Bayangkan robot anjing Anda mengambilkan Anda bola pantai—tetapi alih-alih dilatih oleh Anda, ia belajar dari sistem AI seperti ChatGPT. Ini bukan fiksi ilmiah lagi. Dalam studi baru yang dilakukan oleh Anthropic, para peneliti menunjukkan bagaimana model bahasa besar mereka, Claude, dapat secara signifikan mempercepat proses pemrograman robot untuk melakukan tugas-tugas fisik.
Eksperimen tersebut, yang diberi nama Project Fetch, mengadu dua kelompok satu sama lain: satu kelompok hanya mengandalkan pemrogram manusia, dan kelompok lainnya memanfaatkan kemampuan coding Claude serta keahlian mereka. Kedua tim ditugaskan untuk menginstruksikan robot anjing yang tersedia secara komersial—Unitree Go2—untuk menyelesaikan berbagai tindakan.
Meskipun tidak ada kelompok yang menguasai setiap tantangan, tim yang dibantu oleh Claude membuat kemajuan penting. Mereka berhasil menavigasi robot untuk menemukan dan mengambil bola pantai, suatu prestasi yang tidak dapat dicapai oleh tim yang hanya terdiri dari manusia. Hal ini menunjukkan bahwa sistem AI seperti Claude berkembang lebih dari sekadar pembuatan teks dan semakin mampu menjembatani kesenjangan antara perintah perangkat lunak dan tindakan robot di dunia nyata.
Selain penyelesaian tugas, Anthropic juga menganalisis dinamika kolaborasi dalam masing-masing kelompok. Menariknya, tim manusia tanpa bantuan Claude menunjukkan tingkat frustrasi dan kebingungan yang lebih tinggi dibandingkan dengan tim yang dibantu AI. Hal ini dapat dikaitkan dengan Claude yang menyederhanakan proses pemrograman dengan menyederhanakan antarmuka dan memfasilitasi koneksi yang lebih cepat dengan robot.
Eksperimen ini bukan sekadar demonstrasi teknologi; hal ini memicu perbincangan penting tentang masa depan AI dan robotika. Anthropic, yang didirikan oleh mantan karyawan OpenAI yang peduli dengan keamanan AI, memandang temuan ini sebagai penentu bagaimana AI dapat semakin mempengaruhi dunia fisik. Logan Graham, anggota tim merah Anthropic (berfokus pada potensi risiko), menyatakan:
“Kami memiliki kecurigaan bahwa langkah berikutnya untuk model AI adalah mulai menjangkau dunia dan mempengaruhi dunia secara lebih luas… Hal ini akan sangat membutuhkan model untuk lebih berinteraksi dengan robot.”
Meskipun AI saat ini tidak memiliki otonomi untuk mengendalikan robot secara jahat, skenario ini bisa menjadi kenyataan seiring dengan kemajuan kemampuan AI. Potensi penyalahgunaan menimbulkan pertanyaan etika penting yang harus dijawab secara proaktif oleh para peneliti dan pengembang.
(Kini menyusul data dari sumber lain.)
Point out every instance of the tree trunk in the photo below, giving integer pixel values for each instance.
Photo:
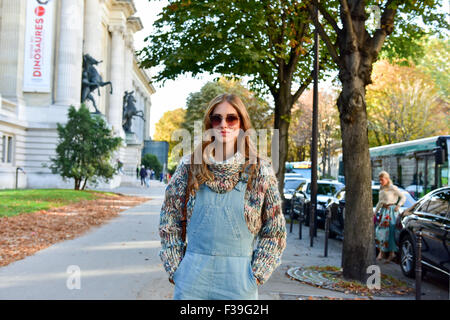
(84, 184)
(283, 104)
(358, 247)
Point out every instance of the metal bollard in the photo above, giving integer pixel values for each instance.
(418, 265)
(291, 214)
(327, 231)
(300, 220)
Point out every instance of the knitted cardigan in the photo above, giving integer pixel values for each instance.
(388, 195)
(262, 211)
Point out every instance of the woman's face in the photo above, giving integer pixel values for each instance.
(227, 130)
(383, 181)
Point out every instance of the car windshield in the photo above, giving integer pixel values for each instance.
(292, 183)
(325, 189)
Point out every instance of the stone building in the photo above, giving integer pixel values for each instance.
(42, 44)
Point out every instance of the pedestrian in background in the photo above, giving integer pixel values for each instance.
(143, 174)
(147, 178)
(233, 204)
(390, 200)
(153, 174)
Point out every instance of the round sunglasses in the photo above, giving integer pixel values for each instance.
(231, 119)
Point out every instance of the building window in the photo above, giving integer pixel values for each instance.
(7, 149)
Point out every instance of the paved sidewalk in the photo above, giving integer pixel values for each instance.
(118, 260)
(298, 253)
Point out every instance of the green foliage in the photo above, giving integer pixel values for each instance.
(150, 161)
(14, 202)
(85, 148)
(234, 38)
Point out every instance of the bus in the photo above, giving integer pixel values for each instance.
(301, 167)
(417, 166)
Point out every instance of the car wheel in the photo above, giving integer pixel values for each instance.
(306, 220)
(407, 256)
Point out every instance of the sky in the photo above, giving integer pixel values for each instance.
(174, 93)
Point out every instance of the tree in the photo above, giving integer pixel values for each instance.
(85, 148)
(435, 64)
(151, 161)
(269, 41)
(300, 129)
(403, 104)
(167, 124)
(354, 46)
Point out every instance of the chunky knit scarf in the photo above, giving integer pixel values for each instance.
(226, 173)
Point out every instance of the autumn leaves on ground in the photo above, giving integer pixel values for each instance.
(32, 220)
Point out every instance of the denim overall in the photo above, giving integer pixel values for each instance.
(217, 262)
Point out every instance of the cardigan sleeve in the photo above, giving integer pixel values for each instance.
(272, 235)
(170, 219)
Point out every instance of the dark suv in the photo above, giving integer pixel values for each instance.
(431, 216)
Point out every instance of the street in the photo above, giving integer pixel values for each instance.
(119, 260)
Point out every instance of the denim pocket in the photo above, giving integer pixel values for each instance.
(198, 218)
(251, 275)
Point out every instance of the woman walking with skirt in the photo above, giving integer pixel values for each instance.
(236, 231)
(389, 201)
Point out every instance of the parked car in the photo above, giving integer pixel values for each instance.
(290, 185)
(336, 206)
(326, 189)
(415, 190)
(430, 215)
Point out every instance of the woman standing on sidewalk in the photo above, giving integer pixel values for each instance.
(233, 204)
(390, 200)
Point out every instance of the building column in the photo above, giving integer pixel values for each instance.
(129, 58)
(70, 55)
(93, 35)
(147, 105)
(12, 32)
(115, 109)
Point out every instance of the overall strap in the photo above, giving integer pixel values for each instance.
(184, 219)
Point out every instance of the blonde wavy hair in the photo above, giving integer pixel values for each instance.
(199, 171)
(385, 174)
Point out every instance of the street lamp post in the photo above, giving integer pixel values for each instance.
(313, 206)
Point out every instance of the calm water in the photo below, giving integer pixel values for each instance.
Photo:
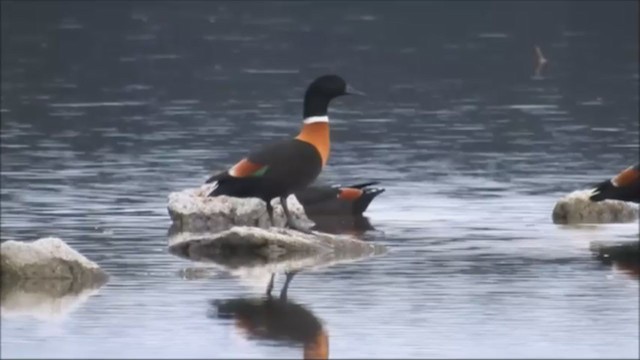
(107, 108)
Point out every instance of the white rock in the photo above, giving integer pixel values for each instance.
(577, 208)
(192, 210)
(50, 299)
(47, 258)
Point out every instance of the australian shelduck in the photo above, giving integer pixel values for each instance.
(281, 168)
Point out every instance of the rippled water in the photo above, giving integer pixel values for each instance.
(106, 109)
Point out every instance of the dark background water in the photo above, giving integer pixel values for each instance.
(107, 107)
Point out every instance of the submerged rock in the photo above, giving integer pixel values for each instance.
(619, 251)
(47, 258)
(45, 299)
(273, 250)
(623, 255)
(577, 208)
(192, 210)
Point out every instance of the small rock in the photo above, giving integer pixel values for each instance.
(47, 258)
(192, 210)
(577, 208)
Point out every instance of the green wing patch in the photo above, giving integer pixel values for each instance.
(261, 171)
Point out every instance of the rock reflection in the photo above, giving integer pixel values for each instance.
(355, 225)
(277, 319)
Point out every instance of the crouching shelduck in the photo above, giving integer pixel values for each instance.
(284, 167)
(625, 186)
(338, 200)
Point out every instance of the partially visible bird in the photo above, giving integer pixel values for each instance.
(625, 186)
(338, 200)
(279, 169)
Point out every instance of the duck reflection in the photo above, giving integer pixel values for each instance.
(277, 319)
(623, 256)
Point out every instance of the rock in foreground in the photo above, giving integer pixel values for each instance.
(192, 210)
(577, 208)
(47, 258)
(273, 250)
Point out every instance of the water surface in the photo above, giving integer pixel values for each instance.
(107, 108)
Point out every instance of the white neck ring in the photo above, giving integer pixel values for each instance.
(315, 119)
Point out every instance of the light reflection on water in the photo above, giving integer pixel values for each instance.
(473, 156)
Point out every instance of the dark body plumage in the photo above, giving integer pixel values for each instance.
(290, 165)
(327, 200)
(625, 186)
(284, 167)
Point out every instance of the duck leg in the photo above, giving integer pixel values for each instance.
(292, 224)
(285, 287)
(270, 212)
(270, 286)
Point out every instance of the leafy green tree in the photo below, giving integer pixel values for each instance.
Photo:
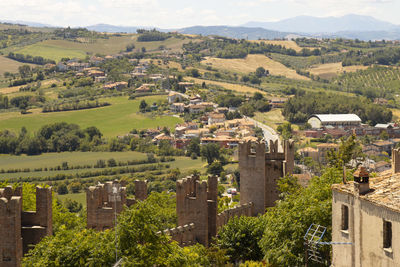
(240, 238)
(143, 106)
(260, 72)
(62, 189)
(215, 168)
(24, 71)
(72, 205)
(286, 223)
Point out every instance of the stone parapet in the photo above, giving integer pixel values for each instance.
(246, 209)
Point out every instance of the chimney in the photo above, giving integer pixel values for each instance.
(361, 181)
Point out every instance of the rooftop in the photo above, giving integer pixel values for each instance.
(385, 190)
(337, 117)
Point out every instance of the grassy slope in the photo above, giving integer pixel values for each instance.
(119, 118)
(50, 51)
(251, 63)
(287, 44)
(73, 158)
(331, 70)
(48, 160)
(10, 65)
(57, 49)
(271, 118)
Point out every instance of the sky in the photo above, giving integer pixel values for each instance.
(183, 13)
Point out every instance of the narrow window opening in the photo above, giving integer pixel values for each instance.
(387, 234)
(345, 217)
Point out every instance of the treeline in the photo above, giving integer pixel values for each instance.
(151, 168)
(55, 137)
(387, 56)
(74, 106)
(152, 35)
(231, 48)
(71, 33)
(299, 108)
(30, 59)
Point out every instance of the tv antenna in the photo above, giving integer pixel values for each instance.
(313, 238)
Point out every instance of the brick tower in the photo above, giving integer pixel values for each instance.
(260, 170)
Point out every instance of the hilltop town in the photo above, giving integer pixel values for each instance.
(167, 149)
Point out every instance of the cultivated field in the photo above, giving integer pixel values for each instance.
(251, 63)
(57, 49)
(119, 118)
(9, 65)
(52, 160)
(287, 44)
(50, 51)
(330, 70)
(271, 118)
(230, 86)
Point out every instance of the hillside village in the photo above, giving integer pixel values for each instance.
(164, 152)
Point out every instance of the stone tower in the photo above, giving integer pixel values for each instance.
(102, 202)
(396, 160)
(196, 202)
(19, 228)
(260, 170)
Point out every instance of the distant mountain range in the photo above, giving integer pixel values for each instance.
(349, 26)
(327, 25)
(235, 32)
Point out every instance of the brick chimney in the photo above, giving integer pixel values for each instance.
(361, 181)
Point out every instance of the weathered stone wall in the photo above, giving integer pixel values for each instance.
(18, 228)
(246, 209)
(184, 235)
(196, 202)
(365, 232)
(10, 231)
(259, 172)
(396, 160)
(102, 202)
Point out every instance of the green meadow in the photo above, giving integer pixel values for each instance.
(117, 119)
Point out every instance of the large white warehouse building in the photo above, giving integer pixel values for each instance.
(336, 120)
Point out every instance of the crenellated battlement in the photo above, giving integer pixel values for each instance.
(196, 202)
(20, 229)
(103, 200)
(184, 235)
(245, 209)
(260, 170)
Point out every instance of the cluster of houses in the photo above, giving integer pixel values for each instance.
(91, 69)
(227, 134)
(339, 125)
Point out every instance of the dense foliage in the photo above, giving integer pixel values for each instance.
(139, 242)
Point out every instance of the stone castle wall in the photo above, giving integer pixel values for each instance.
(260, 170)
(396, 160)
(184, 235)
(196, 202)
(103, 203)
(246, 209)
(20, 229)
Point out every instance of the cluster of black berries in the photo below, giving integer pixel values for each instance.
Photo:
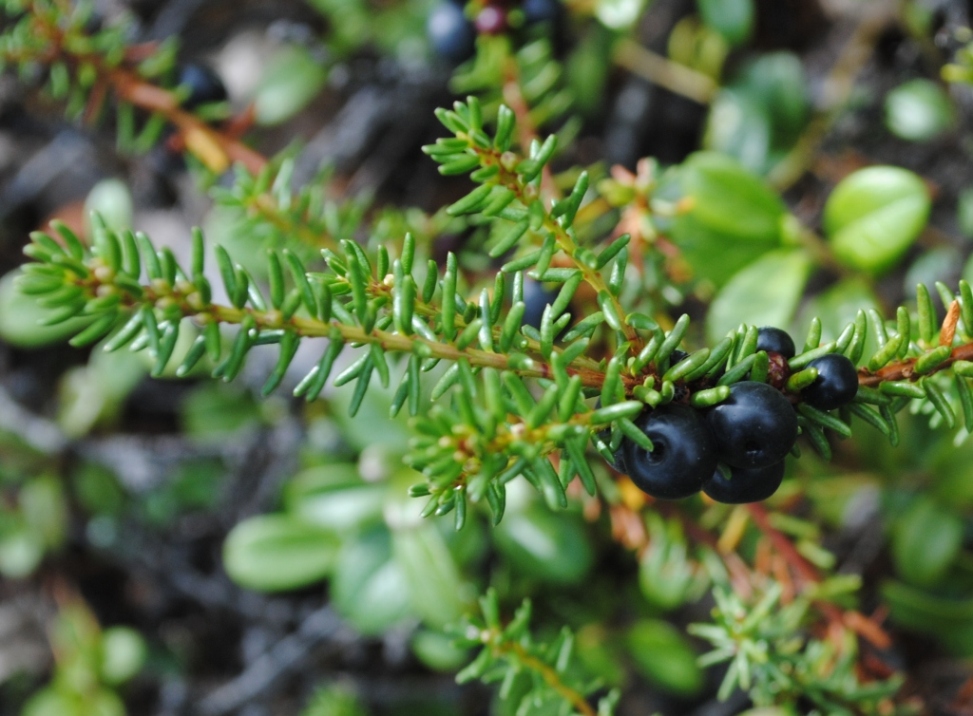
(204, 85)
(453, 35)
(734, 451)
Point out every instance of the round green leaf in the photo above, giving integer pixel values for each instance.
(547, 546)
(50, 702)
(739, 125)
(272, 553)
(918, 110)
(291, 80)
(438, 651)
(765, 293)
(619, 14)
(112, 201)
(777, 80)
(729, 199)
(369, 588)
(733, 19)
(123, 654)
(664, 657)
(874, 215)
(925, 542)
(335, 497)
(434, 584)
(734, 216)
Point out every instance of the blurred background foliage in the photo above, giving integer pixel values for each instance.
(188, 546)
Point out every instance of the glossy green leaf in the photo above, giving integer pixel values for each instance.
(619, 14)
(733, 19)
(546, 546)
(765, 293)
(123, 653)
(335, 497)
(778, 82)
(111, 199)
(739, 125)
(925, 541)
(948, 619)
(663, 655)
(369, 588)
(734, 216)
(438, 651)
(272, 553)
(919, 110)
(432, 578)
(290, 81)
(874, 215)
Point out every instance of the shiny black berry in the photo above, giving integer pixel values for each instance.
(774, 340)
(754, 427)
(683, 453)
(836, 384)
(450, 33)
(537, 11)
(536, 299)
(205, 86)
(745, 485)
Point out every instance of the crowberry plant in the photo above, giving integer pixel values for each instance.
(560, 356)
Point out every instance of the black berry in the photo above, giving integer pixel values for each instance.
(492, 20)
(536, 299)
(836, 384)
(745, 485)
(450, 33)
(754, 427)
(683, 453)
(205, 86)
(774, 340)
(538, 11)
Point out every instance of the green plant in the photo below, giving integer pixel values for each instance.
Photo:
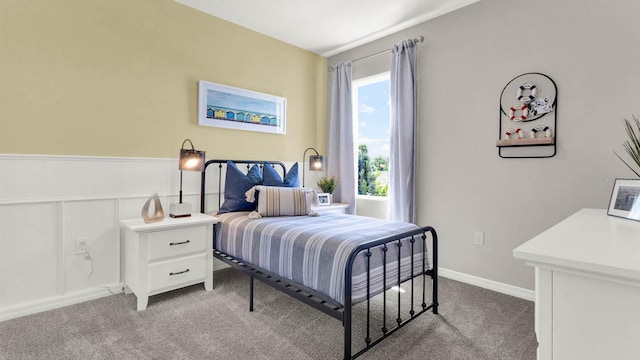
(632, 146)
(328, 184)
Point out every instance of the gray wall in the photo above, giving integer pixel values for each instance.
(590, 48)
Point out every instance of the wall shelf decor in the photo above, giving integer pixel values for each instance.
(527, 117)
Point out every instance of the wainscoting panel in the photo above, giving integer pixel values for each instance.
(49, 203)
(30, 242)
(94, 223)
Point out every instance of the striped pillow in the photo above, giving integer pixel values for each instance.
(283, 201)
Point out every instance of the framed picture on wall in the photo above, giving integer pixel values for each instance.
(625, 199)
(324, 199)
(233, 108)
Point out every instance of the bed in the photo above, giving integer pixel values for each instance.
(330, 262)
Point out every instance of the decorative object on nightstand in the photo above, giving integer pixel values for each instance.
(327, 184)
(632, 146)
(167, 255)
(158, 213)
(193, 160)
(324, 199)
(625, 199)
(337, 208)
(316, 162)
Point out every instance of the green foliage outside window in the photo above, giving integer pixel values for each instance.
(369, 173)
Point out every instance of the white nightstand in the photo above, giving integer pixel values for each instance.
(339, 208)
(167, 255)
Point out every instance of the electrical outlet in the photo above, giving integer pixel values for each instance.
(81, 245)
(478, 238)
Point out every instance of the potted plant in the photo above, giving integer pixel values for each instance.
(632, 146)
(328, 184)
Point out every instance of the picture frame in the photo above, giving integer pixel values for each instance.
(324, 199)
(625, 199)
(234, 108)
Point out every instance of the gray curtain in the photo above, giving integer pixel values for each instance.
(402, 167)
(341, 159)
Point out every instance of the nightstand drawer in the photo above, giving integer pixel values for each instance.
(174, 273)
(177, 242)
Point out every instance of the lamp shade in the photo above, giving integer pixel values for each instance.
(191, 159)
(316, 162)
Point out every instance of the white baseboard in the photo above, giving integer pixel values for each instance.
(55, 302)
(502, 288)
(34, 307)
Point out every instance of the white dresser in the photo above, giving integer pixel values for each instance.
(587, 271)
(339, 208)
(167, 255)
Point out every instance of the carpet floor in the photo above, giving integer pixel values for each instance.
(190, 323)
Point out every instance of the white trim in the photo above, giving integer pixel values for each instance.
(55, 302)
(91, 158)
(502, 288)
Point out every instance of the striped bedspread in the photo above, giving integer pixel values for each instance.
(313, 251)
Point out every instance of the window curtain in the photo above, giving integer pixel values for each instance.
(402, 167)
(341, 159)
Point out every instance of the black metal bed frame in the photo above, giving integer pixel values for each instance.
(343, 312)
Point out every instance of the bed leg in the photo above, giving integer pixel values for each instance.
(434, 273)
(250, 293)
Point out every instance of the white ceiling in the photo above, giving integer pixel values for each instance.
(326, 27)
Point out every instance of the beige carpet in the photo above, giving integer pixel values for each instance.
(191, 323)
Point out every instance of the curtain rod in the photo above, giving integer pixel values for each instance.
(418, 40)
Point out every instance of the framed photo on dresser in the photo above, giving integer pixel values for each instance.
(625, 199)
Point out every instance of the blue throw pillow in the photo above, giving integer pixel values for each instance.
(236, 184)
(270, 177)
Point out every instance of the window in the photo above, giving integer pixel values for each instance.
(372, 131)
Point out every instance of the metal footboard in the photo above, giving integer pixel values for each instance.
(344, 312)
(384, 244)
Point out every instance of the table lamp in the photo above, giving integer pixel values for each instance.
(191, 160)
(316, 162)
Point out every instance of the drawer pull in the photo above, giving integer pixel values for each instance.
(180, 243)
(179, 272)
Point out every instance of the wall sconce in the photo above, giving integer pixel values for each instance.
(316, 162)
(191, 160)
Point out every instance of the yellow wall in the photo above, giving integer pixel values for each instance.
(120, 78)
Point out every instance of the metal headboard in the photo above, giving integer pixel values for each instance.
(222, 163)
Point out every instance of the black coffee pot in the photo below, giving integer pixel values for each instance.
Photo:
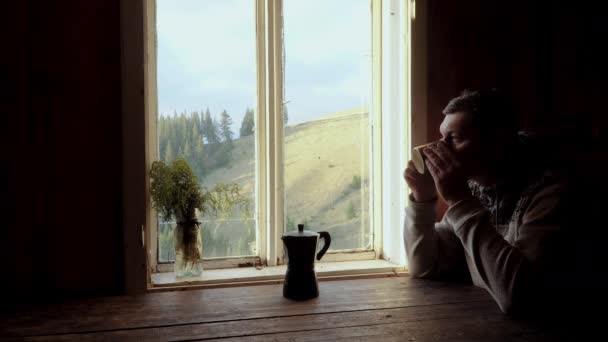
(300, 247)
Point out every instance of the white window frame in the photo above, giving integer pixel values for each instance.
(391, 73)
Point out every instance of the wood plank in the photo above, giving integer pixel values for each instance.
(266, 326)
(229, 304)
(473, 328)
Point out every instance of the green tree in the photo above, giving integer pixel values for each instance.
(211, 130)
(247, 124)
(169, 156)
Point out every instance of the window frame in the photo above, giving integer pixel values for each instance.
(139, 121)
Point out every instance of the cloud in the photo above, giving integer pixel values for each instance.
(206, 55)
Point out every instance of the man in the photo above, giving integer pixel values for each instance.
(506, 214)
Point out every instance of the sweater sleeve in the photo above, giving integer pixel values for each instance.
(512, 274)
(433, 250)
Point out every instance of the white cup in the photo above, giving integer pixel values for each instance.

George Pappas, seorang ilmuwan komputer di University of Pennsylvania yang berspesialisasi dalam keselamatan AI, mengakui pentingnya Project Fetch tetapi menekankan keterbatasan saat ini:
“Project Fetch menunjukkan bahwa LLM kini dapat menginstruksikan robot untuk melakukan tugas… Namun, model AI saat ini perlu mengakses program lain untuk tugas seperti penginderaan dan navigasi.”
Pappas menganjurkan pengembangan perlindungan seperti RoboGuard, sebuah sistem yang dirancang untuk membatasi kendali AI atas perilaku robot, mencegah tindakan yang tidak diinginkan atau berbahaya. Ia menggarisbawahi poin penting bahwa otonomi sejati akan muncul ketika AI dapat belajar dari interaksi fisik langsung dengan lingkungan, sehingga menghasilkan kemampuan yang berpotensi kuat—dan berisiko—.
Keberhasilan integrasi AI ke dalam robotika mewakili momen penting dalam kemajuan teknologi. Hal ini sangat menjanjikan untuk merevolusi industri dan kehidupan kita sehari-hari, namun memerlukan pertimbangan yang cermat mengenai implikasi etisnya. Dengan memahami potensi manfaat dan kelemahan robot yang dikendalikan AI, kita dapat menavigasi batasan baru ini secara bertanggung jawab dan memastikan bahwa teknologi canggih ini memberikan manfaat terbaik bagi umat manusia.